Ya, mumpung masih Desember saya mau menulis beberapa hal walaupun sebentar lagi tampaknya saya akan terlelap dengan sangat "oke" (apa definisi dari "oke"?) di atas kasur saya yang hanya saya fungsikan setengahnya. Jujur saya tidak ada minat merayakan tahun baru, bukannya mau mendiskriminasi karena kebiasaan merayakan tahun baru ini tidak berasal dari agama yang saya anut ataupun merupakan budaya masyarakat yang telah mengalir secara tradisional saya jadi merasa biasa saja dengan itu. Hmm.. apalagi ya, memang sejujurnya saya juga bukan tipe orang yang merayakan banyak hal jadi saya sering saja menjalankan hari dengan biasa. Adalagi orang-orang yang mengisi tahun baru dengan mabit (berasal dari bahasa arab yang artinya menginap (kalau tidak salah) tapi akhir-akhir ini sering lebih difungsikan sebagai menginap yang bermanfaat oleh kalangan rohis, bahkan ada singkatan malam bina iman dan takwa), menurut saya hal itu juga terlalu memaksa. Well, memang tidak ada yang salah dengan itu, tapi bukan berarti kita harus membuat tandingan atas sesuatu yang kita anggap kurang baik bukan? Hura-hura memang bukan hal yang baik, kecuali anda tipe orang yang menderita sepanjang tahun, dikekang oleh majikan yang kejam, hanya boleh istirahat 5 jam per bulan (lebay sih, tapi faktanya memang ada orang yang menerima nasib semacam ini). Ada juga orang yang menganggap alasan mengapa kita tidak sepantasnya berhura-hura dikarenakan masih adanya orang yang kesusahan di sekitar kita, kalau begitu jangankan hura-hura, bukankah seharusnya kita sama sekali tidak pantas merasa bahagia apabila ada orang yang masih kesulitan di sekitar kita? Sebaiknya berpikirlah secara realistis, bersyukurlah dan berbahagialah dengan semua kebaikan yang telah kita terima, jangan lupa untuk membagi kebahagiaan tersebut dengan orang-orang yang membutuhkannya, itu saja.
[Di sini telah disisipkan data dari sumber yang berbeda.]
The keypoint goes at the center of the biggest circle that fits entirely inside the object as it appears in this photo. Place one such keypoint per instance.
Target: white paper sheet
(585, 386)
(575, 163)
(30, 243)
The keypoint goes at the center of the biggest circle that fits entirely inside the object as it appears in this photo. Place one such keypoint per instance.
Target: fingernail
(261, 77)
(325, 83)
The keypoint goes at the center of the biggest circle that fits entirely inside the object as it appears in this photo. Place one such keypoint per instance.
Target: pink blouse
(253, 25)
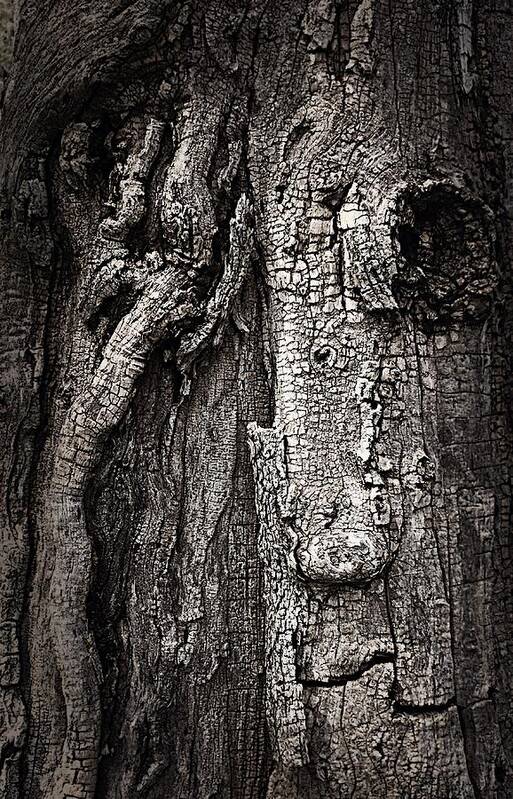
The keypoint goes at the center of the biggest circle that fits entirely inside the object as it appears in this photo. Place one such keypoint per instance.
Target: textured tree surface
(256, 406)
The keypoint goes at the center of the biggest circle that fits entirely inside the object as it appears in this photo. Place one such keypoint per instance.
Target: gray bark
(256, 303)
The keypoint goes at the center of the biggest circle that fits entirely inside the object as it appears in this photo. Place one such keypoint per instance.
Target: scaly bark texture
(256, 337)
Berikutnya, adalagi yang bilang tidak sepantasnya kita berbahagia karena baru saja Gus Dur (dengan nama sebenarnya Abdurrahman Wahid) meninggal, jadi ini sebagai minggu duka. Dia memang mantan presiden kita, tapi sejujurnya saya mau menanyakan, what good has he brought to our contry? Waktu saya menceritakan kemeninggalan dia kepada kedua orang tua saya, tidak ada satupun termasuk saya yang mengucap innalillahi terlebih dahulu, baru setelah itu di dalam hati masing-masing (tampaknya). Sejujurnya kami tidak kehilangan begitu banyak hal dengan itu, ya setidaknya saya lah. Saya tidak pernah ingat satu pun prestasi yang pernah dia lakukan terhadap bangsa ini, selain menjadikan hari raya imlek sebagai hari libur, khususnya bagi kaum Tiong Hoa. Menurut saya ini aneh sih.. karena pada dasarnya hari raya imlek itu merupakan hari raya budaya atau etnis, bukan agama. Sudah jelas Indonesia berdasarkan ketuhanan yang maha esa, kalau memang mau membuat hari raya etnis, sejujurnya dengan seadil-adilnya saya akan membuat hari libur pada saat tahun baru Jawa, ataupun seluruh etnis yang ada di Indonesia. Yah intinya, jadilah pemimpin yang baik, biar tidak ada respons-respons yang tidak menyenangkan yang disebabkan oleh orang-orang semacam saya. Semoga semua kebaikan yang pernah dilakukan beliau dapat membantunya di alam yang lain, Amin.
Ngomong-ngomong lagi, ini jelas bukan tulisan terakhir saya. Ini hanya sekedar tulisan terakhir saya di tahun 2010 ini mumpun masih Desember dan ingin menambahkan archive blog. Yang paling penting bukan penulisnya, tapi hasrat yang tertuang di dalam tulisannya itu harus hidup selama-lamanya. Doakan saya menjadi orang yang lebih baik di tahun depan ya, see you next year.